Once you know who they are, you know what type of messages they respond to, what kind of media they consume, and where they frequent. You now have the framework for your next marketing campaign.
2. Have An Offer!
It sounds simple, but too many small and mid-size businesses try to mimic the marketing tactics of large corporations. Don’t do this unless you have a money tree. Their goals are different than yours. Your goal is to make sales and get more customers. All of your marketing should therefore have an offer.
Don’t try to associate your offering with the nostalgic memories of baby-boomers. Leave that to Coca-Cola. Your marketing should have something like the following offers:
50% off on Tuesdays
Buy one suit, get one free
Full-service premium auto detailing package only $1995
People are bombarded with hundreds of advertisements every day, demanding their attention. We’ve learned to filter out most of this and simply consider it noise, even if it’s something that interests us.
What makes people pay attention is an irresistible offer that needs to be acted upon now, because it won’t be there tomorrow.
If you don’t give your prospects a reason to respond now, they’ll forget about it 30 seconds after they hear your message.
Too many people will advertise once, then claim it was a waste of money when they don’t get 20 new clients. This is the wrong approach. The more persistent you are with targeted marketing, the more ‘top of mind awareness’ you create for your prospects.
Not everyone in your market may be ready to buy your product or service right now. But if you’re persistent and strategic, you’re going to be the first in their mind when they are ready.
5. Tracking, Measurement, and Accountability
This is crucial.

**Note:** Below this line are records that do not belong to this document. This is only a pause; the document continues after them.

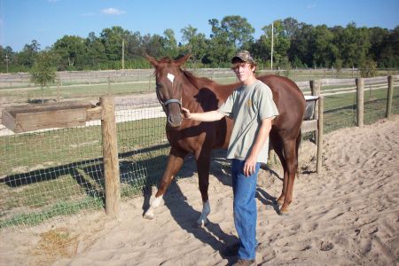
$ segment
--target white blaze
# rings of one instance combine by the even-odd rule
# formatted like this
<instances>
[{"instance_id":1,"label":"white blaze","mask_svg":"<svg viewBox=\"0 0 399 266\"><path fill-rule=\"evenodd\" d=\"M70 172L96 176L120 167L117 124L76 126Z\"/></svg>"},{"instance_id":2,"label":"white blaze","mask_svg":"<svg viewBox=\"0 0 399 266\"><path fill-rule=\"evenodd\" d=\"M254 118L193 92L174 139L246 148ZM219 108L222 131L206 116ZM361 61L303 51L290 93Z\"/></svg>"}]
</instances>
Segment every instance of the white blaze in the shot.
<instances>
[{"instance_id":1,"label":"white blaze","mask_svg":"<svg viewBox=\"0 0 399 266\"><path fill-rule=\"evenodd\" d=\"M173 80L175 79L175 75L173 74L168 73L167 77L173 83Z\"/></svg>"}]
</instances>

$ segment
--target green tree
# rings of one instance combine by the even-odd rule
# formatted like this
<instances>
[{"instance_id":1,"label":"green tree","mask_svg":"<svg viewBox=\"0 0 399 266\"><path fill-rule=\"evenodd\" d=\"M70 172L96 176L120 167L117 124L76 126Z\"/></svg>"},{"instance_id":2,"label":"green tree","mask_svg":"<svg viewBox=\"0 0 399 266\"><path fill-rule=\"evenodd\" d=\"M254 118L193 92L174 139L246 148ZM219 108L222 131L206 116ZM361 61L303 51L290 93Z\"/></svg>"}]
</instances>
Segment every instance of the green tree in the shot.
<instances>
[{"instance_id":1,"label":"green tree","mask_svg":"<svg viewBox=\"0 0 399 266\"><path fill-rule=\"evenodd\" d=\"M300 23L298 31L291 37L288 58L294 62L293 66L313 66L313 51L311 49L312 37L315 27L312 25Z\"/></svg>"},{"instance_id":2,"label":"green tree","mask_svg":"<svg viewBox=\"0 0 399 266\"><path fill-rule=\"evenodd\" d=\"M35 58L40 51L40 44L33 40L30 44L25 44L22 51L18 54L18 61L20 65L31 68L35 63Z\"/></svg>"},{"instance_id":3,"label":"green tree","mask_svg":"<svg viewBox=\"0 0 399 266\"><path fill-rule=\"evenodd\" d=\"M167 28L163 32L164 35L164 47L163 51L165 52L165 56L175 59L178 56L179 51L177 47L177 42L175 37L175 32L171 28Z\"/></svg>"},{"instance_id":4,"label":"green tree","mask_svg":"<svg viewBox=\"0 0 399 266\"><path fill-rule=\"evenodd\" d=\"M88 51L86 40L75 35L64 35L54 43L53 51L59 55L60 70L74 69L74 66L82 66L87 63Z\"/></svg>"},{"instance_id":5,"label":"green tree","mask_svg":"<svg viewBox=\"0 0 399 266\"><path fill-rule=\"evenodd\" d=\"M101 40L96 36L94 32L90 32L85 40L85 45L87 49L87 66L90 66L91 68L98 66L106 60L106 48Z\"/></svg>"},{"instance_id":6,"label":"green tree","mask_svg":"<svg viewBox=\"0 0 399 266\"><path fill-rule=\"evenodd\" d=\"M51 51L43 51L37 55L30 71L31 81L40 85L42 90L42 103L44 103L44 87L54 82L57 68L54 66L54 55Z\"/></svg>"},{"instance_id":7,"label":"green tree","mask_svg":"<svg viewBox=\"0 0 399 266\"><path fill-rule=\"evenodd\" d=\"M104 44L106 56L109 60L120 62L121 59L122 40L130 33L120 26L105 28L100 34L101 43Z\"/></svg>"},{"instance_id":8,"label":"green tree","mask_svg":"<svg viewBox=\"0 0 399 266\"><path fill-rule=\"evenodd\" d=\"M254 28L240 16L226 16L220 25L220 29L226 34L229 43L231 43L236 50L247 49L249 43L254 41Z\"/></svg>"},{"instance_id":9,"label":"green tree","mask_svg":"<svg viewBox=\"0 0 399 266\"><path fill-rule=\"evenodd\" d=\"M384 67L399 67L399 26L384 39L379 61Z\"/></svg>"},{"instance_id":10,"label":"green tree","mask_svg":"<svg viewBox=\"0 0 399 266\"><path fill-rule=\"evenodd\" d=\"M290 40L286 35L284 29L284 24L282 20L275 20L272 25L263 27L262 29L264 32L263 43L266 45L266 50L271 51L271 40L273 28L273 61L276 62L276 66L281 66L286 67L288 62L287 54L290 48Z\"/></svg>"},{"instance_id":11,"label":"green tree","mask_svg":"<svg viewBox=\"0 0 399 266\"><path fill-rule=\"evenodd\" d=\"M317 66L331 67L338 54L332 43L333 34L326 25L317 26L313 31L312 47L313 62Z\"/></svg>"},{"instance_id":12,"label":"green tree","mask_svg":"<svg viewBox=\"0 0 399 266\"><path fill-rule=\"evenodd\" d=\"M194 63L203 63L203 59L207 53L208 40L204 34L197 34L197 30L191 25L181 29L182 41L184 43L182 45L181 51L184 54L191 53L191 59Z\"/></svg>"}]
</instances>

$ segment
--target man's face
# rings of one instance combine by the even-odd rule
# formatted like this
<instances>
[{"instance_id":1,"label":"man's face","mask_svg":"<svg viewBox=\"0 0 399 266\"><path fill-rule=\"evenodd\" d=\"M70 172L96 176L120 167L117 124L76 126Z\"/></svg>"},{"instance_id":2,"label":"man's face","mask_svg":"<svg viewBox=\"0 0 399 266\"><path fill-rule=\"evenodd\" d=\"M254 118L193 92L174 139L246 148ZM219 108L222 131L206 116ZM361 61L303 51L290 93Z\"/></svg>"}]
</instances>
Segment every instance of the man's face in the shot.
<instances>
[{"instance_id":1,"label":"man's face","mask_svg":"<svg viewBox=\"0 0 399 266\"><path fill-rule=\"evenodd\" d=\"M233 71L241 82L245 82L249 76L254 74L254 67L251 66L251 64L246 62L235 64Z\"/></svg>"}]
</instances>

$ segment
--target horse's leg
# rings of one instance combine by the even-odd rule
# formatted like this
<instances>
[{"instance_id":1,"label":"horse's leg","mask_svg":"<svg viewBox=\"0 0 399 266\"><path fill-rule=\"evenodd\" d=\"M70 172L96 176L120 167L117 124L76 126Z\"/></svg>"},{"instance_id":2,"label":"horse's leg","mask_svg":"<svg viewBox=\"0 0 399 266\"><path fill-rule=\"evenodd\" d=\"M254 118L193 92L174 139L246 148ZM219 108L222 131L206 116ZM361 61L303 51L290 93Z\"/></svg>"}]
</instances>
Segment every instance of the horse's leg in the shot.
<instances>
[{"instance_id":1,"label":"horse's leg","mask_svg":"<svg viewBox=\"0 0 399 266\"><path fill-rule=\"evenodd\" d=\"M145 219L153 219L153 210L160 206L160 203L166 192L166 190L172 182L173 176L177 173L184 161L185 153L177 153L173 147L170 149L169 157L168 159L168 164L165 171L163 172L162 178L160 179L160 184L158 191L155 194L155 198L150 204L150 207L145 213L144 217Z\"/></svg>"},{"instance_id":2,"label":"horse's leg","mask_svg":"<svg viewBox=\"0 0 399 266\"><path fill-rule=\"evenodd\" d=\"M204 226L207 223L207 215L210 213L207 188L209 187L209 168L210 168L210 150L202 149L196 154L198 179L200 192L202 198L202 212L197 221L199 226Z\"/></svg>"},{"instance_id":3,"label":"horse's leg","mask_svg":"<svg viewBox=\"0 0 399 266\"><path fill-rule=\"evenodd\" d=\"M301 136L299 136L301 137ZM284 173L285 192L284 203L280 208L280 213L288 213L288 206L293 201L293 182L295 180L296 170L298 169L298 148L297 140L287 140L284 142L284 154L286 159L286 170Z\"/></svg>"},{"instance_id":4,"label":"horse's leg","mask_svg":"<svg viewBox=\"0 0 399 266\"><path fill-rule=\"evenodd\" d=\"M277 134L270 134L270 141L272 142L272 146L274 149L274 152L278 156L278 159L280 160L281 166L283 167L283 189L281 190L281 194L276 200L278 205L283 205L284 199L286 198L286 186L288 183L288 175L286 170L286 160L284 156L284 142L283 139L280 137L280 136Z\"/></svg>"}]
</instances>

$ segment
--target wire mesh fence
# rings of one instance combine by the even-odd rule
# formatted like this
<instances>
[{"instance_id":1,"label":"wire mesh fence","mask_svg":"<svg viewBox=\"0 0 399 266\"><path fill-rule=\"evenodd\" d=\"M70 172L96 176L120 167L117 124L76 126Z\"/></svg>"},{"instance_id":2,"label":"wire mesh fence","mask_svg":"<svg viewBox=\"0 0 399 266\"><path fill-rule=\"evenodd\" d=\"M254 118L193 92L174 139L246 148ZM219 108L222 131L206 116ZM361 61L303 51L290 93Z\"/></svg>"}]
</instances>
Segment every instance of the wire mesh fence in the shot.
<instances>
[{"instance_id":1,"label":"wire mesh fence","mask_svg":"<svg viewBox=\"0 0 399 266\"><path fill-rule=\"evenodd\" d=\"M323 85L325 132L356 125L356 93L349 85ZM309 94L309 88L302 86ZM392 112L399 113L398 84ZM364 120L385 117L387 82L365 82ZM156 184L169 145L166 119L154 97L121 98L115 106L122 199ZM0 136L0 228L104 207L105 179L99 121L85 126Z\"/></svg>"}]
</instances>

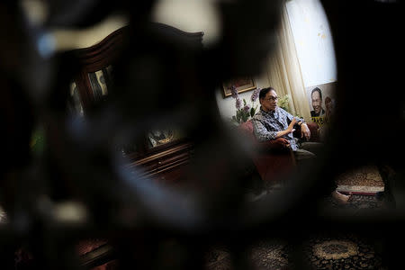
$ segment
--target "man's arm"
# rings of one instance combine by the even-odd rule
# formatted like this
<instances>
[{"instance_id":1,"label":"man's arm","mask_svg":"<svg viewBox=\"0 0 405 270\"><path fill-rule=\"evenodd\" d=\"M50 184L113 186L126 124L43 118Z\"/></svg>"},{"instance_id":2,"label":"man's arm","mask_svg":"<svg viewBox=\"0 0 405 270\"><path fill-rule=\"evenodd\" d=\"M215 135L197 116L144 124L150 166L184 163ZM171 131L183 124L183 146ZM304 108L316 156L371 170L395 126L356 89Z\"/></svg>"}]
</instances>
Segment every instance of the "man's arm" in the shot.
<instances>
[{"instance_id":1,"label":"man's arm","mask_svg":"<svg viewBox=\"0 0 405 270\"><path fill-rule=\"evenodd\" d=\"M300 126L301 128L301 137L302 138L306 138L307 140L310 140L310 130L308 128L307 124L305 123L305 121L302 118L300 117L296 117L293 116L292 114L291 114L290 112L284 111L286 115L287 115L287 119L289 121L291 121L292 122L292 121L295 120L296 123L298 126Z\"/></svg>"},{"instance_id":2,"label":"man's arm","mask_svg":"<svg viewBox=\"0 0 405 270\"><path fill-rule=\"evenodd\" d=\"M257 120L252 120L253 122L253 131L255 132L256 138L259 141L266 141L270 140L275 140L277 138L283 137L284 135L287 135L291 132L293 132L295 130L293 129L293 126L295 124L295 119L292 119L290 125L285 130L280 130L280 131L268 131L267 129L265 127L265 125Z\"/></svg>"}]
</instances>

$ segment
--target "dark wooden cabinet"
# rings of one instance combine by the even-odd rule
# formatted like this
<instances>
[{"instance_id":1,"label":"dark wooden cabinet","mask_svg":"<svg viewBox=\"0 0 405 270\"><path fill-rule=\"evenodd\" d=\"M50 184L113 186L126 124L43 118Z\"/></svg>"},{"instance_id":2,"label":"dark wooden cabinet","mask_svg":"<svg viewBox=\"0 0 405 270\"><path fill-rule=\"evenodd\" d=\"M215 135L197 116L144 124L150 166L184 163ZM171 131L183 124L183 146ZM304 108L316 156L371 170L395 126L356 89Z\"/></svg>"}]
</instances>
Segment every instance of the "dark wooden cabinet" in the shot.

Every dollar you spend on marketing should be tracked and measured. If you buy a radio-spot but don’t give a trigger in the ad for the prospect to relay when they contact your business, you’re not tracking how effective that ad is.
Every prospect that walks in your door, gives you a call, or sends you an email should be asked, “how did you hear about us?” If you don’t do this, you’re wasting money. Put simply:
You Can’t Manage What You Can’t Measure!
The more data you can gather about how prospects and customers learn about your business, what they buy, when they buy it, etc. provides enormous value that will allow you to increase your flow of prospects, nurture leads more effectively, and increase conversion rate.
All of this will result in you getting more money out of each dollar spent on marketing.
Whatever product or service you offer, there are other businesses out there that offer something complimentary. Find them and strike a deal. Upsell their service on the back end of yours and take a share of the revenue. Make an agreement to send your offer to their list of customers and share in the profits.
Partners can provide enormous leverage. The right partners can take your business to the next level very quickly.
7. Stop Thinking – Start Doing
Everyone is susceptible to ‘paralysis by analysis.’ Due diligence is important, but don’t get hung up on every minute detail. Get something workable, test it, refine, then test again.
Follow the framework I’ve provided and you will outsmart your competitors and lay the foundation for sustainable future business growth.